This year I completed the New Zealand cruise that was interrupted last year by covid and a long period of lockdown in the Marlborough sounds area. So, a year later I finally completed my adventure, sailing around New Zealand and visiting many places that are only easily accessible by boat.
Last year I tried not to hurry, spending time to enjoy the attractions of New Zealand. This year I had the same philosophy and took even more time on my way around. A big difference this year was my decision to motor when the wind dropped away on passage and not to hang around waiting for a breeze. Part of this decision was due to having my wife, Ngozi on board (who doesn’t enjoy being bounced around offshore going nowhere) and partly my desire to limit the time sailing to windward.
Having Ngozi on board for the first two months of the cruise was a bonus. I modified my tendency to press on and was conscious to provide a safe and comfortable cruising experience. My diet benefited with healthy meals at regular intervals and someone to share sundowners with onboard.
By picking the right weather windows the cruise was accomplished with only a few hours of windward sailing. We did however have some brisk sailing on occasion.
This year’s cruise started and ended in Auckland. On the 1st January we departed our mooring in the Tamaki River and headed over to Coromandel, spending the first night in Ranger Bay, Te Kouma Harbour. We visited Coromandel and a number of anchorages on our way to East Cape via the Mercury Islands and Whitianga. Once around East Cape we travelled down the East coast, stopping at Gisborne, Napier, Akaroa and Port Chalmers before heading down to Stewart Island.

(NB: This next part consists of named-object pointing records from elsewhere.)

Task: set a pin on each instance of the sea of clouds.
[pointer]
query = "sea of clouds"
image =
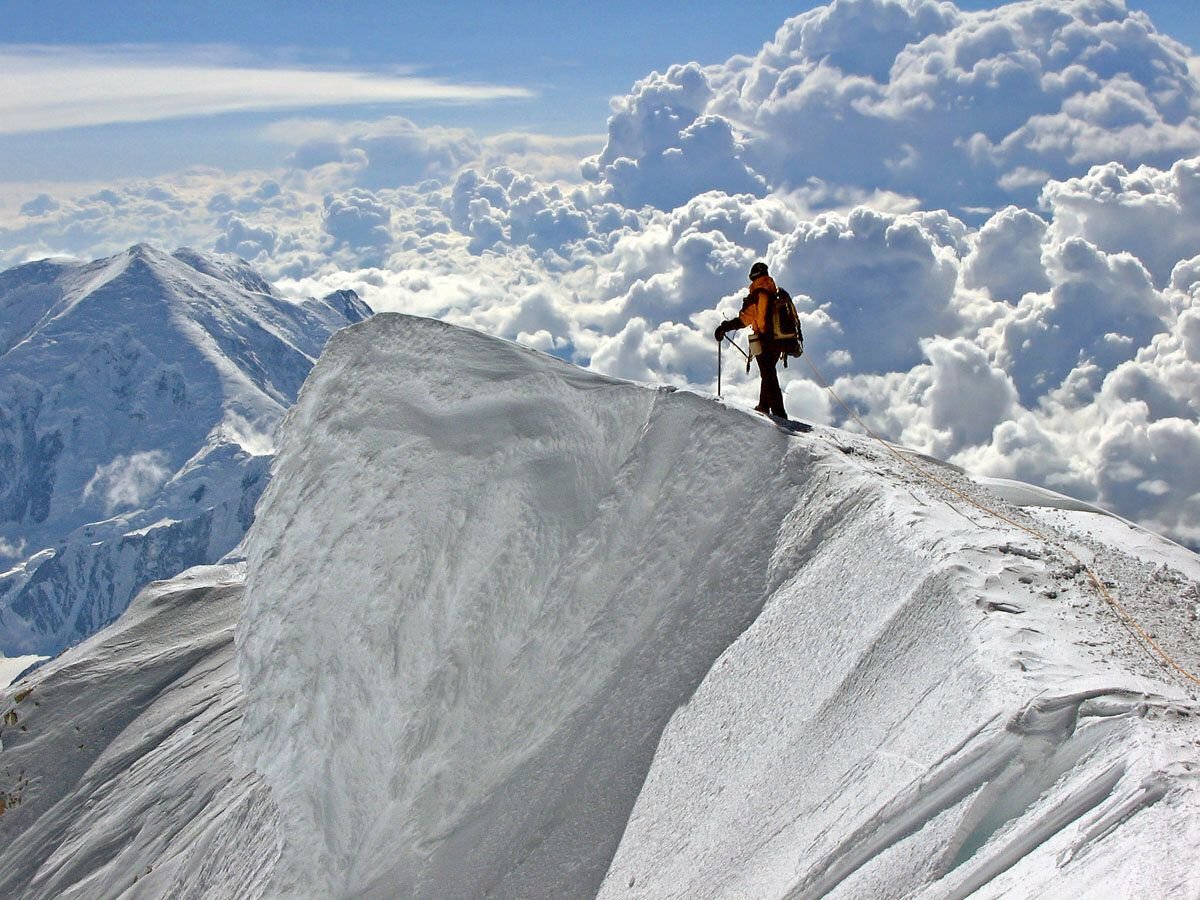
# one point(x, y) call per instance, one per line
point(990, 222)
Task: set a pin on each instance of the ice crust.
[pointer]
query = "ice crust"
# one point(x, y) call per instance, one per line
point(552, 634)
point(507, 628)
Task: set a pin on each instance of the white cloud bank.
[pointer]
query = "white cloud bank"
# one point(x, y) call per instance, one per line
point(1055, 339)
point(48, 88)
point(960, 109)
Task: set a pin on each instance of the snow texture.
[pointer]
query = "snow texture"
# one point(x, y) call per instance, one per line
point(515, 629)
point(138, 401)
point(553, 634)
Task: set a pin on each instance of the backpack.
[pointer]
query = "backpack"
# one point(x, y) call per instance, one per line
point(785, 325)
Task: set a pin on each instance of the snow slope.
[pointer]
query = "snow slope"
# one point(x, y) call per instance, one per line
point(552, 634)
point(514, 629)
point(138, 400)
point(117, 775)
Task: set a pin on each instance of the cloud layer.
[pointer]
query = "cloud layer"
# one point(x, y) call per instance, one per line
point(954, 108)
point(71, 87)
point(989, 221)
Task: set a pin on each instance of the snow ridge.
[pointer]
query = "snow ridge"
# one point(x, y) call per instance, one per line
point(552, 634)
point(514, 629)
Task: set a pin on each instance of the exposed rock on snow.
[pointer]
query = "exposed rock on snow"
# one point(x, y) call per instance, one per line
point(138, 399)
point(514, 629)
point(117, 771)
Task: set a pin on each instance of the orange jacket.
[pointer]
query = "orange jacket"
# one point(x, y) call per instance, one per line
point(754, 310)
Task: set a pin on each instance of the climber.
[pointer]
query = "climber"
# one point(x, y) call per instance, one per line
point(767, 311)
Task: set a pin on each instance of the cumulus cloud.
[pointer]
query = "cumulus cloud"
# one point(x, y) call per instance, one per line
point(51, 88)
point(1054, 340)
point(1152, 214)
point(127, 481)
point(961, 109)
point(664, 150)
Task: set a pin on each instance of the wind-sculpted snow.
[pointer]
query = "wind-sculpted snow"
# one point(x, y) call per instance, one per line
point(514, 629)
point(117, 777)
point(138, 397)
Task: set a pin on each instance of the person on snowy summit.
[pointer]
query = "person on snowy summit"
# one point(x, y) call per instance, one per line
point(755, 311)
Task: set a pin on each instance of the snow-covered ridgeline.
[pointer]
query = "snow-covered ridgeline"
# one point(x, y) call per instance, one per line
point(138, 400)
point(513, 629)
point(517, 629)
point(117, 767)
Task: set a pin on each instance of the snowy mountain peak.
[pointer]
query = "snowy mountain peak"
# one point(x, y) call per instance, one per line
point(513, 629)
point(507, 628)
point(136, 389)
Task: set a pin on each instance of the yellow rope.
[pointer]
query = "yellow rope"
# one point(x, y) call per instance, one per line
point(1123, 616)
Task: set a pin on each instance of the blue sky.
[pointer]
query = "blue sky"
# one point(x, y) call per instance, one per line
point(493, 67)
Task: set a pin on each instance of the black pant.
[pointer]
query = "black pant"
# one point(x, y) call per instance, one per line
point(771, 397)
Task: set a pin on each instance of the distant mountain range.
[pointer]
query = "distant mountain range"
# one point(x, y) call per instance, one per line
point(508, 628)
point(138, 402)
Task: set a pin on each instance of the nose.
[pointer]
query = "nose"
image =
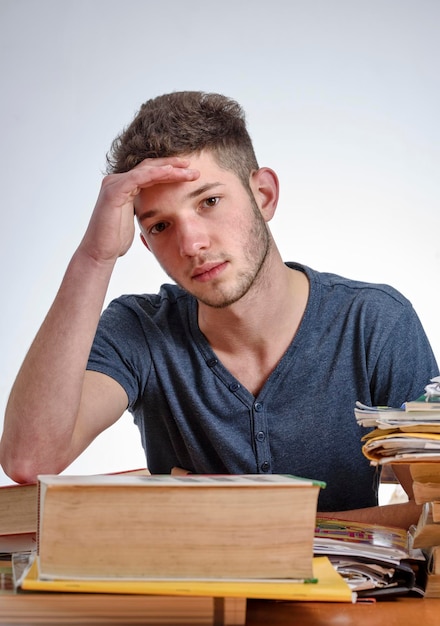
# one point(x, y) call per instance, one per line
point(192, 237)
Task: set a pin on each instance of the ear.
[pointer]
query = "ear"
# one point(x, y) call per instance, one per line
point(265, 187)
point(144, 241)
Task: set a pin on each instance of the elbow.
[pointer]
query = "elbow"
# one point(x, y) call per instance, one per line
point(19, 472)
point(20, 469)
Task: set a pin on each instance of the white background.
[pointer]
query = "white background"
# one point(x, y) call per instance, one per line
point(343, 101)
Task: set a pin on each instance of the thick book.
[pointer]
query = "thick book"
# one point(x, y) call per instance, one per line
point(199, 527)
point(18, 509)
point(19, 515)
point(326, 586)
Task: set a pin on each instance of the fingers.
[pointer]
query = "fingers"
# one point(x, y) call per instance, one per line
point(170, 170)
point(151, 172)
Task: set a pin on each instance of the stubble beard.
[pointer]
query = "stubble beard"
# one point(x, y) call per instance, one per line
point(256, 252)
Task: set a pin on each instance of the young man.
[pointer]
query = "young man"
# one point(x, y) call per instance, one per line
point(248, 364)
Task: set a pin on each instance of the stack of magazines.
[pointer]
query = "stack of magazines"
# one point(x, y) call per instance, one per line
point(376, 561)
point(406, 434)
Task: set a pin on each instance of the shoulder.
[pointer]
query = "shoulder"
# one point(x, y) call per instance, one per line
point(349, 289)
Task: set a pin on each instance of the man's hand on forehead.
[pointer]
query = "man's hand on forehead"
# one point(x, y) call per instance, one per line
point(166, 170)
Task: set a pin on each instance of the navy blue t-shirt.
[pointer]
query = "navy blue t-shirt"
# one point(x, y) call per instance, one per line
point(356, 341)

From Stewart Island we headed up the West Coast, visiting Fiordland, Westport, Abel Tasman, Nelson, Pelorus Sound, Havelock and New Plymouth before heading around Cape Reinga and North Cape and then down the East Coast back to Auckland.
Truce handled the cruise very well with no major gear failures or breakages. The only problems encountered were mechanical (engine and wind vane), I will detail those below. As with any cruise or trip to sea preparation is critical. Cruising around New Zealand can be challenging, sea and weather conditions can and will change without much warning, voyage planning and vessel preparation are important. Shelter is not always readily available on the coast and the boat needs to be well found and set up for offshore conditions.
Some highlights from the cruise: –
- Port Chalmers. A friendly place, great pub with the best food. Free moorings provided by the Harbour Master.
- Ten days in Napier. A very welcoming Yacht Club and wonderful city. A good place to stop over, relax and wait for weather.
- Sailing to Stewart Island with a brisk Easterly wind across Foveaux Strait making for a fast and exhilarating passage. Arriving at night in flat calm into Paterson Inlet.
- Stewart Island. Friendly, generous welcoming locals. Good fishing and eating.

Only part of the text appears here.